Oggi, ma nel 1990, a Mazzarino, in provincia di Caltanissetta, nel bosco demaniale di Rafforosso, venivano ritrovati, da una guardia forestale in appostamento antiincendio, dentro l’Alfa Romeo 164 data alle fiamme di proprietà di Salvatore Tambè, i corpi carbonizzati di Calogero La Piana, di 23 anni, e dei fratelli Luigi e Giuseppe Tambè, di 21 e 23.

Le vittime, tutte e tre incensurate (nella foto, particolare, il luogo del recupero detto “Cugna da galera”, poiché chi non fosse pratico difficilmente avrebbe potuto trovare la via d’uscita, dei cadaveri bruciati) erano impegnate nel movimento terra e nel trasporto di detriti per conto terzi, e stavano lavorando, come subappaltatori, alla realizzazione della diga Disueri. Quest’ultima era prevista sull’omonimo lago artificiale, situato nel territorio di Gela, ottenuto proprio dallo sbarramento del fiume Disueri.
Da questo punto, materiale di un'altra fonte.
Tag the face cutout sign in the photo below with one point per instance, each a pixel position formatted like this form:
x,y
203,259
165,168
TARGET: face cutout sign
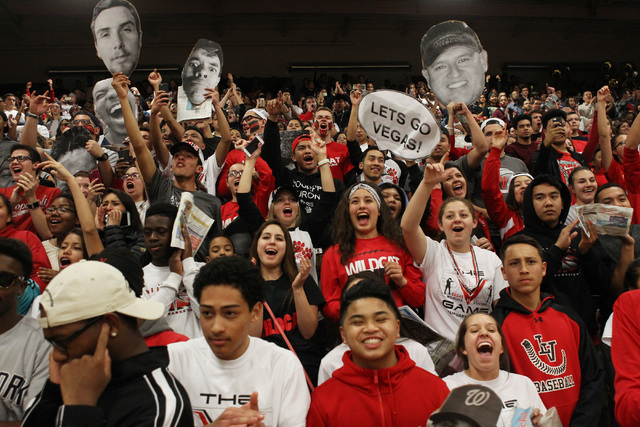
x,y
202,70
117,35
453,62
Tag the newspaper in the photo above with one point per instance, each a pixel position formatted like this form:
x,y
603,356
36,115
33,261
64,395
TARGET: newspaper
x,y
608,219
198,223
188,111
442,351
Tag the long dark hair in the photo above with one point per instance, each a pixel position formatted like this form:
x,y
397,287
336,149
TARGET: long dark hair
x,y
288,265
344,235
129,205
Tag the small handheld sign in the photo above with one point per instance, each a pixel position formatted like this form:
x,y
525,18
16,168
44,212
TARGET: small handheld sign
x,y
399,123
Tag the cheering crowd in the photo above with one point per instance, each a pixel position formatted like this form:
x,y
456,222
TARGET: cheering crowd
x,y
338,283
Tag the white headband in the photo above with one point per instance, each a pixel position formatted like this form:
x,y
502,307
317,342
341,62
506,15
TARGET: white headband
x,y
370,189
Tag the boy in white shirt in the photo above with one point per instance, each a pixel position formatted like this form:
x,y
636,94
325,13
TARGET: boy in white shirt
x,y
229,375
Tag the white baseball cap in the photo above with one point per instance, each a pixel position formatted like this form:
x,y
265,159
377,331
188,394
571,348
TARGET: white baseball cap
x,y
90,289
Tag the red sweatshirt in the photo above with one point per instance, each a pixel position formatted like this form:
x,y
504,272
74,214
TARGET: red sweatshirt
x,y
509,222
403,395
625,353
631,163
261,190
369,254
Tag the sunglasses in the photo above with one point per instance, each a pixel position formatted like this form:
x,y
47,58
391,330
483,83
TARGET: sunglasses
x,y
19,159
7,279
63,344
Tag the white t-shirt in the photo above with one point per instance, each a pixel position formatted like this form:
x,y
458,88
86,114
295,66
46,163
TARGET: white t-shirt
x,y
447,302
514,390
162,285
417,352
215,385
24,367
52,253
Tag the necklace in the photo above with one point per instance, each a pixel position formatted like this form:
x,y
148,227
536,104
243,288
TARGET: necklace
x,y
469,294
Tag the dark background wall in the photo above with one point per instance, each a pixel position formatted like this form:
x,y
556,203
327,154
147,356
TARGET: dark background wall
x,y
378,38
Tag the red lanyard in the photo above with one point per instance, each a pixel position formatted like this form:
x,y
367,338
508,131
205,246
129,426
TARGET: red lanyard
x,y
459,273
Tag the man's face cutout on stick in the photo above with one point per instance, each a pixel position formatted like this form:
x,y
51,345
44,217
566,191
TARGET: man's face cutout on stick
x,y
202,70
454,62
117,35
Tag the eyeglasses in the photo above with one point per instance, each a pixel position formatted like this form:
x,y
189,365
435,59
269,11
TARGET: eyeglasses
x,y
64,343
19,159
134,175
61,209
83,122
7,279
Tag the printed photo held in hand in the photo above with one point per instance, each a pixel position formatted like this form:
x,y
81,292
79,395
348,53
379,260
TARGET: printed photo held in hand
x,y
399,123
201,71
453,62
197,223
117,35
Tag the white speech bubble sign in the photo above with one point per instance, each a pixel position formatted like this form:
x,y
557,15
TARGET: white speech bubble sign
x,y
399,123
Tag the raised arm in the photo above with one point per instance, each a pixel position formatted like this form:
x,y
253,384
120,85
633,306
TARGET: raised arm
x,y
91,237
480,146
491,194
37,106
352,127
161,99
143,155
223,126
603,126
413,235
Si trattava di un’opera pubblica da 200 miliardi di lire. Verosimilmente la loro uccisione era ricollegabile alla faida malavitosa in corso nel triangolo Gela-Riesi-Mazzarino che fino a quel momento aveva causato 70 omicidi. I tre malcapitati, infatti, avevano avuto un appuntamento con un boss locale per la spartizione delle commesse appaltate dai clan. Per La Piana si dirà che la sua triste sorte sia stata determinata dall’aver assistito involontariamente ad un delitto, e quindi eliminato in quanto testimone scomodo. Per i Tambè, invece, la questione era più articolata. Il loro padre, Calogero, infatti, era scomparso nel 1983 ed era ritenuto sacrificato e per questo mai più ritrovato per frizioni crescenti tra cosche calabresi intente a dividersi i lavori pubblici.